Les travailleurs indépendants et freelances ne disposent pas d'une filière simple dédiée. Le visa Global Talent constitue une option théorique, mais son niveau d'exigence — prouver une excellence reconnue à l'international — en fait une voie accessible à un profil très restreint.

Enfin, les candidats en regroupement familial doivent satisfaire des conditions de ressources strictes pour le partenaire sponsor, ce qui peut compliquer les projets familiaux lorsque le revenu du résident britannique est proche du seuil minimal.

FAQ

Faut-il parler anglais pour immigrer au Royaume-Uni ? Oui. Le niveau B2 du Cadre européen commun de référence pour les langues (CEFR) est exigé pour la quasi-totalité des visas de travail. Il doit être justifié par un test reconnu par le Home Office : IELTS Academic, SELT, ou OET pour les professions de santé.

Peut-on venir sans offre d'emploi ? Oui, dans certains cas limités. Le visa Global Talent et le visa HPI ne nécessitent pas d'offre préalable. Le Skilled Worker — la voie la plus fréquente — l'exige en revanche obligatoirement.

Les ressortissants européens sont-ils avantagés depuis le Brexit ? Non. Depuis janvier 2021, les citoyens de l'UE sont soumis aux mêmes règles que toutes les autres nationalités. La libre circulation n'existe plus entre l'UE et le Royaume-Uni.

Combien de temps faut-il pour obtenir la résidence permanente ? Actuellement, 5 ans de résidence continue sous un visa de travail permettent de demander l'ILR. Des réformes pourraient modifier cette durée à l'avenir, mais aucune n'était entrée en vigueur en avril 2026.

Puis-je faire venir ma famille ? Oui, sous conditions. Le titulaire d'un Skilled Worker visa peut généralement faire venir son conjoint et ses enfants mineurs à charge, moyennant des frais supplémentaires (visa + Immigration Health Surcharge pour chaque membre).
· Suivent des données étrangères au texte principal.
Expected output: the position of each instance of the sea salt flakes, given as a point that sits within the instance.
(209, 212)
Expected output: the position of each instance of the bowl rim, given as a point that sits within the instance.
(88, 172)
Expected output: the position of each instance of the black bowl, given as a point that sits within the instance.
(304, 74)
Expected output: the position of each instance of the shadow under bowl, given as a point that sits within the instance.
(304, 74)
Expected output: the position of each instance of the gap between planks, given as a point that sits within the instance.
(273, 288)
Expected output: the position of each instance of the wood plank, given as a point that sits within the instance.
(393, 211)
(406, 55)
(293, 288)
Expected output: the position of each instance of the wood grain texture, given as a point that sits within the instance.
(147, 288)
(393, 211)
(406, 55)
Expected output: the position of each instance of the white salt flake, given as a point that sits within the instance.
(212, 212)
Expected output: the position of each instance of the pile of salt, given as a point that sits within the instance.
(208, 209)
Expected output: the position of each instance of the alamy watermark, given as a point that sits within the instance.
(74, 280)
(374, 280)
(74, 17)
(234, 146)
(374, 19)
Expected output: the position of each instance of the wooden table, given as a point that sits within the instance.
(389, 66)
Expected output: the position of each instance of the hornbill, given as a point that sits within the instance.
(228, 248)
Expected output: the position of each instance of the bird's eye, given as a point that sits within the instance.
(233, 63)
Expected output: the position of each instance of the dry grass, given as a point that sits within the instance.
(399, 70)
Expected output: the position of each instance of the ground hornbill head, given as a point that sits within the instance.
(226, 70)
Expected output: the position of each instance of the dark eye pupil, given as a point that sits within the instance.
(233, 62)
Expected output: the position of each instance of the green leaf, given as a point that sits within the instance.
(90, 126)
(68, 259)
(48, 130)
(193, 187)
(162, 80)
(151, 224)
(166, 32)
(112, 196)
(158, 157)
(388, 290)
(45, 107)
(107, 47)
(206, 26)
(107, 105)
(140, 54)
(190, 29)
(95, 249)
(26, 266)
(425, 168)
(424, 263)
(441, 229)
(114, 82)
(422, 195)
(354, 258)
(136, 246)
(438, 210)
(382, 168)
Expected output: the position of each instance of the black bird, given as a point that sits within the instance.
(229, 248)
Qu'est-ce que le système à points exactement ? C'est le cadre qui régit toute l'immigration au Royaume-Uni depuis 2021. Chaque critère — offre d'emploi, salaire, anglais, qualification — vaut un nombre de points. Il faut en cumuler au moins 70 pour être éligible au Skilled Worker visa.

Verdict final

Est-ce facile d'immigrer en Royaume-Uni en 2026 ? Pour les profils qualifiés, anglophones, avec une offre d'emploi dans un secteur bien rémunéré : la procédure est lisible et structurée. Le système à points offre une transparence appréciable — on sait à l'avance si l'on remplit les conditions ou non.

Pour les autres profils, les obstacles sont réels et nombreux. Le Royaume-Uni n'est pas une destination d'immigration accessible au sens large. C'est un pays sélectif, qui favorise explicitement la qualification, la compétence linguistique et l'adéquation au marché du travail local.

Les candidats sérieux doivent anticiper plusieurs mois de préparation, des frais initiaux substantiels, et une connaissance approfondie des règles en vigueur. La liste complète des visas et options disponibles est consultable directement sur le portail officiel GOV.UK — une lecture incontournable avant toute démarche.

Pour ceux qui remplissent les critères, le Royaume-Uni offre un marché du travail dynamique, un PIB par habitant de 48 000 USD, et un accès à la résidence permanente après 5 ans. C'est une destination crédible pour un projet d'installation à long terme, à condition d'aborder le processus avec rigueur et réalisme.


Les informations fournies sont à titre indicatif et ne constituent pas un conseil juridique ou d'immigration. Pour toute démarche officielle, consultez les informations officielles publiées par les autorités du pays concerné.